When the virus is inside the cell, it will open up so that its DNA and RNA will come out and go straight to the nucleus. They will enter a molecule, which is like a factory, and make copies of the virus. These copies will come out of the nucleus to be assembled and receive protein, which protects their DNA and RNA.
These new copies of the virus (millions of copies) will leave the already infected cell to infect other healthy cells, where they will multiply again. Infected cells can be damaged or die while hosting a virus.
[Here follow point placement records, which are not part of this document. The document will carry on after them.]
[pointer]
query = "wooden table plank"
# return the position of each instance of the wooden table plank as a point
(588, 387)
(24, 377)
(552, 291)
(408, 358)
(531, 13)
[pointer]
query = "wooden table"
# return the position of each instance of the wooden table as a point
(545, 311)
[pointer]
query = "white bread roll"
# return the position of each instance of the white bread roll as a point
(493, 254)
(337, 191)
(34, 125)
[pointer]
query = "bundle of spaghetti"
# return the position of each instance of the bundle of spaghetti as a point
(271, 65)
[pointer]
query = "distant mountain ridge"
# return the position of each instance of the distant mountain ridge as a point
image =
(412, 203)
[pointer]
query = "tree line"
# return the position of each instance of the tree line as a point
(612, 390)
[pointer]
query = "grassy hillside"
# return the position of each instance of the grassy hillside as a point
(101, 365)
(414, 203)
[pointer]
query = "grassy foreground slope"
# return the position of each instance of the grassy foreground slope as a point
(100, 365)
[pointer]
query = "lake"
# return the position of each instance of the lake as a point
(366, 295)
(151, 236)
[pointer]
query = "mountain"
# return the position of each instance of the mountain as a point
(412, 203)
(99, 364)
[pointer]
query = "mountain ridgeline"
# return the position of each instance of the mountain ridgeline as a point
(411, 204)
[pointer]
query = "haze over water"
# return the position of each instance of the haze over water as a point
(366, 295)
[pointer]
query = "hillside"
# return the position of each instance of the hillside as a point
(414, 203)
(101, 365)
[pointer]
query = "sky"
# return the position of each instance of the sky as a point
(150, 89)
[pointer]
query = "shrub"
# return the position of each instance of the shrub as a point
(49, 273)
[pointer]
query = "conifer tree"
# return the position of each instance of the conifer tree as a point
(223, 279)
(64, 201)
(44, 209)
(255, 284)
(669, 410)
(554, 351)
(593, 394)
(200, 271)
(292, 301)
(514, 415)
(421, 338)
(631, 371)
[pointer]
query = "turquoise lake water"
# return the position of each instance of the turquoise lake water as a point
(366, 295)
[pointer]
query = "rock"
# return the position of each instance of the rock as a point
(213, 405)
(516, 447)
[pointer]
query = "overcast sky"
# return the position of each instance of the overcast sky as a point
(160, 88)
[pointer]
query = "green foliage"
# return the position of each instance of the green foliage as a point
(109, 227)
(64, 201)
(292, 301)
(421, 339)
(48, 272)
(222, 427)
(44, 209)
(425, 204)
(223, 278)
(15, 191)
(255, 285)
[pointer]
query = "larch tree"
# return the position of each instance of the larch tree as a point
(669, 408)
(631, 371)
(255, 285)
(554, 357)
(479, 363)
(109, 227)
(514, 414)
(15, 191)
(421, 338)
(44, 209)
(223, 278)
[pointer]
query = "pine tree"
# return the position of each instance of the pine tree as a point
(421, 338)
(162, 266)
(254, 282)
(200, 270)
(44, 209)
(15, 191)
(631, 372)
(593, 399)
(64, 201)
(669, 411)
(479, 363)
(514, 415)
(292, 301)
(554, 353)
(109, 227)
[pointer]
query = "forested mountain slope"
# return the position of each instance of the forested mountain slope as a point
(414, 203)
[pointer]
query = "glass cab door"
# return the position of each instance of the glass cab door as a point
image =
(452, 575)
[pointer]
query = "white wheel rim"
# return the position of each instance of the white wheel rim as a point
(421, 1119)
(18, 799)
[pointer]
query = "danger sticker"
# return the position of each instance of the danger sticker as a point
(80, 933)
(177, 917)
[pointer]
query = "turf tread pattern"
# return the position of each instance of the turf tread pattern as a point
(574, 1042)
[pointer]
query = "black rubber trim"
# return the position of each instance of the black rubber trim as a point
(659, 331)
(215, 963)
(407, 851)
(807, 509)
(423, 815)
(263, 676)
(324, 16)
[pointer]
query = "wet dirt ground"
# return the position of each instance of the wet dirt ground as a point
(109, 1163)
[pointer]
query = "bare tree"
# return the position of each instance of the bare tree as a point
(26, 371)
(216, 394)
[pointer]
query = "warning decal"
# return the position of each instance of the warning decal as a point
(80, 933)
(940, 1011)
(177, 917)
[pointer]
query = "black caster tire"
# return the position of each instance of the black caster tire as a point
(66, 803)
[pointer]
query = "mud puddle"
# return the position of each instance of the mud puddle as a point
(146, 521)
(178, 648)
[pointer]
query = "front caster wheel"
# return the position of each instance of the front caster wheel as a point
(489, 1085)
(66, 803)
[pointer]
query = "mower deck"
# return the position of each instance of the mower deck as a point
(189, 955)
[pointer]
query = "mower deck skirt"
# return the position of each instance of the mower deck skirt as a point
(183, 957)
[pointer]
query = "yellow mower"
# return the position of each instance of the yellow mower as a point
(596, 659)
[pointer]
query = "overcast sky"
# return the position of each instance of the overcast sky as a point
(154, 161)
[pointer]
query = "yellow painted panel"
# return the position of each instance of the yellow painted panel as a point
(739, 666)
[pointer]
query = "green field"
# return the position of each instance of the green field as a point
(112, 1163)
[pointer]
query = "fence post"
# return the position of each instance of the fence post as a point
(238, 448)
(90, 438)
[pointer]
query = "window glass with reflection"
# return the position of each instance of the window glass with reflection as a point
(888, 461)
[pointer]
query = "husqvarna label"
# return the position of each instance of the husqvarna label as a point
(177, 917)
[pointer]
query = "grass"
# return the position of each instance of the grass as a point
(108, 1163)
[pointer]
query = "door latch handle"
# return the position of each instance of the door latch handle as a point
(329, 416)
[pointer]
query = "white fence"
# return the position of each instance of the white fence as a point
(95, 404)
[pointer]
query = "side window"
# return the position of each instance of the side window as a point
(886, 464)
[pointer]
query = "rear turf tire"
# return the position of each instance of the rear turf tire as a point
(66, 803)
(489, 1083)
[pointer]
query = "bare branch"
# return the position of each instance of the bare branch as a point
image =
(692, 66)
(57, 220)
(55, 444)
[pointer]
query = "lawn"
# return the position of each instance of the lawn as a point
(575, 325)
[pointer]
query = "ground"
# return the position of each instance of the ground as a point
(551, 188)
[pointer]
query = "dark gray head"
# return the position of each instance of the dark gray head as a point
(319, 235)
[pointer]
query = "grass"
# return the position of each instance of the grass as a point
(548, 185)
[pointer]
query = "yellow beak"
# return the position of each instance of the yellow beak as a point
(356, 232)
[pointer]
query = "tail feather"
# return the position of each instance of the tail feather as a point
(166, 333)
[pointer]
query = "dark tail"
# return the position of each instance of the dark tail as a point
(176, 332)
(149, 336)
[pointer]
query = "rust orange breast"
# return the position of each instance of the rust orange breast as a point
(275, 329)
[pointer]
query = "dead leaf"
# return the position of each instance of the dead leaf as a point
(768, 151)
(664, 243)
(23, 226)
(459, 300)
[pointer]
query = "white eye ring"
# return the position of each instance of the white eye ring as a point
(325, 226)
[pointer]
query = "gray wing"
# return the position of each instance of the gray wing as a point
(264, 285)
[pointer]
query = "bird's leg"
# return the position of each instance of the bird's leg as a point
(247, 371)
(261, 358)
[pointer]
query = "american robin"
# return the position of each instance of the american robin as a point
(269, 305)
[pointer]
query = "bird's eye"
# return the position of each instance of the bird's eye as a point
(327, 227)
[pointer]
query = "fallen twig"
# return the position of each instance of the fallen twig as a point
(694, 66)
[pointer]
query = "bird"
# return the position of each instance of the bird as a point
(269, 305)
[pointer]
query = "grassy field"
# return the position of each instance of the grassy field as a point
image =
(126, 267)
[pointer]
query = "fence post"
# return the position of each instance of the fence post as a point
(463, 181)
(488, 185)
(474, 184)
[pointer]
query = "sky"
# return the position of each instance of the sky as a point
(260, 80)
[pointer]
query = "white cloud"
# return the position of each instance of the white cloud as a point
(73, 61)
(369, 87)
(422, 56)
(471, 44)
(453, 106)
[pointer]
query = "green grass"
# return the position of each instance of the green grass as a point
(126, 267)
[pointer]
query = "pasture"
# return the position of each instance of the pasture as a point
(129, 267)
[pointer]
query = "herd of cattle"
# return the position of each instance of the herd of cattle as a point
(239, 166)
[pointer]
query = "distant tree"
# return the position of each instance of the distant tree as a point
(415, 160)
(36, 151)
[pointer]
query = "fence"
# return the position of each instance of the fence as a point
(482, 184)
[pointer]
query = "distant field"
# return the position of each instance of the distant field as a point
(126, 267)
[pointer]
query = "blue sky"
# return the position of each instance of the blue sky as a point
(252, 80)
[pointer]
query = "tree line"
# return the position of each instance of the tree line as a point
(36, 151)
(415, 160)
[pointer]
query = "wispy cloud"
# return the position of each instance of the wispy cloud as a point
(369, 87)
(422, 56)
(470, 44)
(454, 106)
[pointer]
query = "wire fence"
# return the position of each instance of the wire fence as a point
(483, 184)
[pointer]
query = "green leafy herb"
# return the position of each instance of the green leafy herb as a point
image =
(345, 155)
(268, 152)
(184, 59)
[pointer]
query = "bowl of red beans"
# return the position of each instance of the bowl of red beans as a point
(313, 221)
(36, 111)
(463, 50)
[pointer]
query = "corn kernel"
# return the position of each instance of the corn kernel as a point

It is important to clarify that when a virus infects a human, it does not always end up in a disease. The infection occurs when the virus begins to multiply. And, the disease occurs when many body cells are damaged by the infection, which is also when the symptoms and illness appear.
In a nutshell, if the immune system manages to fight off the virus that entered the cells and replicated, the person will not get sick. Nevertheless, the body will respond in different ways to fight these foreign bodies.
When the immune system fails to control the virus, a process called pathogenesis begins. The virus crosses obstacles such as distance, the immune system or mucous membranes to reach different organs.
Once it begins to replicate, the person will get sick and his/her organs will be infected. Depending on how severe the symptoms are, the person will have to rest or seek medical help.
How to fight the virus?
The immune system is the body’s first line of defense. If it is not able to fight the virus because it has already infected several organs, a treatment can be used to relieve the symptoms (inflammation of the organs that produces cough, headache, etc.), until the immune system is able to defend the body.
Likewise, drugs, such as antivirals, may be used as they get inside the cells and are integrated into the genomes of the virus to stop it from replicating. This means that antivirals damage the virus DNA chains in order to prevent them from working. Therefore, these drugs are used to fight viruses such as herpes or hepatitis C.
On the other hand, viruses can be prevented with vaccines. Nowadays, this is the most efficient approach used. The vaccine produces a specific immunity against a disease because it trains antibodies and cells to recognize the infectious agent.
In conclusion, viruses are microorganisms that can only live if they find a host. Once they find it, if they manage to overcome all natural and scientific barriers that the body produces, they can infect the person. Plus, if they manage to overcome the immune system, the person will get sick.
Although it is impossible to prevent any virus from infecting humans, through the experience of generations and the help of science, the human body should be able to defend itself from foreign agents.